Coconuts, bananas, rice, and taro (a root vegetable) are indigenous to the island and are a big part of the local diet. Popular dishes include hineksa’ agaga’, which is red rice; chicken kelaguen, which is chicken seasoned with lemon, coconut, and hot red peppers; and Chamorro barbecue, meat marinated with soy sauce, vinegar, and sugar. Grilled seafood—especially tunua—is also important to Guam’s food culture. Finadenne (FIH-nuh-DEH-nee), a dipping sauce made with vinegar, soy sauce, and peppers, is commonly found in homes and restaurants in Guam, and many families have their own unique recipe.
About 85 percent of the population is Roman Catholic, so fiestas—week-long celebrations to honor the patron saint of a village—are an important part of the culture. During the fiesta, large buffet-style meals feed the entire community. Sometimes families spend weeks preparing dishes for the event.
When Guam was governed by the U.S. Navy starting in 1898, the island didn’t have its own government. But that changed in 1950 with the Organic Act of Guam, which established a non-military government on Guam; granted U.S. citizenship to residents of the island; and made official the island’s political status as an unincorporated territory of the United States (meaning that not all of the U.S. Constitution automatically applies to it). The people of Guam elect their governor, lieutenant governor, and members of their Senate and House of Representatives to make laws on the island.

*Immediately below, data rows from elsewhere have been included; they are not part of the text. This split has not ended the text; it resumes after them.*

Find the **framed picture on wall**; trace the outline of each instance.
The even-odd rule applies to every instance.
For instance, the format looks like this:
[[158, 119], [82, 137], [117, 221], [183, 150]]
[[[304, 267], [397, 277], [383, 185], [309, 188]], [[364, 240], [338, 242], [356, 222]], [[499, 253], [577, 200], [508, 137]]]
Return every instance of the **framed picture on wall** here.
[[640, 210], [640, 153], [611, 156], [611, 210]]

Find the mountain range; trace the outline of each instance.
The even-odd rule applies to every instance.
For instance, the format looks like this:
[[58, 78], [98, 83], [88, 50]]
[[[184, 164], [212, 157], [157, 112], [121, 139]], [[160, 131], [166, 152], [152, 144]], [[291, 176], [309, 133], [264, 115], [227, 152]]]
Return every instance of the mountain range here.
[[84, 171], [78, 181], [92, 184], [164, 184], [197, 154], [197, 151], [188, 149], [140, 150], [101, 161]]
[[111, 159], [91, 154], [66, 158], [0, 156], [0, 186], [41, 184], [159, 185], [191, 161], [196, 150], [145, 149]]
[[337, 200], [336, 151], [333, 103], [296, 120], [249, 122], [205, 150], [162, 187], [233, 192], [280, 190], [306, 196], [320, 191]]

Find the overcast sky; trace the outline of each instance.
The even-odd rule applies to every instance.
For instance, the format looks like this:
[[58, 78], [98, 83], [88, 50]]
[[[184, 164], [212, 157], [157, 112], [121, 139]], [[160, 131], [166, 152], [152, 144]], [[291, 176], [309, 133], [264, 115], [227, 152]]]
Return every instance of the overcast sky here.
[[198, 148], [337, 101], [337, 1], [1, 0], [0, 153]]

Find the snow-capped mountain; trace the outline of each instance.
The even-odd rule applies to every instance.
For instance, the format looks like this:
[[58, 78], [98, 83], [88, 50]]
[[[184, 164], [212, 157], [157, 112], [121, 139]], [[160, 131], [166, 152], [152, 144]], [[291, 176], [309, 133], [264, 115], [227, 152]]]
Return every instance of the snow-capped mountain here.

Guam also sends a delegate to the U.S. House of Representatives who has a voice in debates and a vote in committees, but no vote on the House floor. Citizens of Guam can’t vote for the U.S. president. A 2016 poll found that most Guam residents would vote in favor of U.S. statehood, but the decision to make Guam a state lies with the U.S. Congress.
- American journalist Ann Curry was born in Guam.
- In Chamorro culture, women are the heads of the family. (This system is called a matriarchy.)
- Guam has one of the tallest mountains on Earth, Mount Lamlam, but most of the mountain is underwater so it only rises 1,332 feet above sea level.
- Ancient Chamorro people constructed large stone pillars called latte structures. These pillars looked a bit like mushrooms, and they were placed in rows so important buildings could rest on top of them, high off the ground.